Reflection on the languages used when studying in Prague

My reflection on language is not only the reflection on the Czech language, but also a reflection about all the other languages I can use with the people I am living with. It is a topic I like to write about, because it is one of the most challenging things here for me. Furthermore, I really like it to learn languages. So it is quite perfect to live with people who speak different languages, although it might be confusing as well to switch all the time from one language to another one.

First of all, I am really trying to learn Czech, but it is quite complicated. I am doing one course, but the progress is not very fast. I have two tandems which teach me Czech and I teach them German. This is nearly the only possibility to speak Czech, because in Prague people, above all young people, speak English very well, so that it is much easier to speak English, also because my Czech skills are quite poor. Sometimes when I listen to people speaking in Czech, it sounds as if they were speaking in Swiss German. They say for example “jo” in the same way I would in Switzerland.

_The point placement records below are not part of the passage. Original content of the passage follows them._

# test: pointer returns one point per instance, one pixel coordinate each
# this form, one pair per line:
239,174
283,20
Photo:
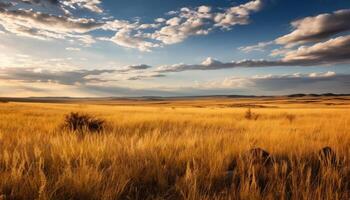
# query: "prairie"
176,149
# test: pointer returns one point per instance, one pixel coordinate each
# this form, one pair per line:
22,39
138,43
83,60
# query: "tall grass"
172,153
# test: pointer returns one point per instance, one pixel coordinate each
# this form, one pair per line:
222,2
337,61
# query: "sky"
104,48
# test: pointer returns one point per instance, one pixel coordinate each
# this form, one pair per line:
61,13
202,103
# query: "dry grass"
174,152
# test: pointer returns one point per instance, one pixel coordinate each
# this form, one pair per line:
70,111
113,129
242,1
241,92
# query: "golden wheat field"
176,149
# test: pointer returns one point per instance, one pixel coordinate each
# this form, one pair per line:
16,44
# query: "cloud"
31,75
35,24
258,47
67,5
316,82
237,14
317,28
34,21
333,51
182,24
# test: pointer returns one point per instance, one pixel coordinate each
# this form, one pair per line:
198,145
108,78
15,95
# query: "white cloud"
237,14
317,28
258,47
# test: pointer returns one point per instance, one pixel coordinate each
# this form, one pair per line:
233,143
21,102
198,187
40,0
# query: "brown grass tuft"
78,122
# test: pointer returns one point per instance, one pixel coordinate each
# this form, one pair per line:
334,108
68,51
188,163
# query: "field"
176,149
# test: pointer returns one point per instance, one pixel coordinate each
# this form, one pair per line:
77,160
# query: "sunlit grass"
172,152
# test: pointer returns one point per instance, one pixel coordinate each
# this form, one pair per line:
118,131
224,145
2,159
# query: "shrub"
83,122
250,115
290,117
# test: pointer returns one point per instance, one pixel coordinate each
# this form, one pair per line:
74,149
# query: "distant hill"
151,98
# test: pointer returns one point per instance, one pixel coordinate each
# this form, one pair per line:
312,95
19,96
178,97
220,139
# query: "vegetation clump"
249,115
79,122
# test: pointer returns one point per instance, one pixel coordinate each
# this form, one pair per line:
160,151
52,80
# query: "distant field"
184,148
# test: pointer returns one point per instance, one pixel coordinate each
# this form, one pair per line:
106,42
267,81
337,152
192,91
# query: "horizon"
97,49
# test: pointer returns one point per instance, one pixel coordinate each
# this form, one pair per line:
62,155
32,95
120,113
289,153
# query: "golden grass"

With the people which I am living with I speak mainly Spanish. But at the beginning it was quite confusing, because my Spanish was South American Spanish, which is a little bit different from the Spanish Spanish. But I already got accustomed, and now we can communicate quite well. What I noticed about Spanish is that it is usually not spoken quietly, and the same thing happens to me: When I am speaking Spanish, my voice is louder.

Then I have some friends from Germany, with which I can speak German. This obviously does not confuse me, since Swiss German is my mother tongue. But most of the time I speak English, because this is the language that all the students understand, although hardly anyone is a native English speaker. I really like it to speak different languages and to switch the languages often although it is quite challenging. This is a challenge which is for me quite nice.

What happens to me is that sometimes I am not aware of whether I am speaking English or Spanish (or occasionally Czech), and I start to speak and then realize that I am using the wrong language for the people around me to understand me, and then I switch the language.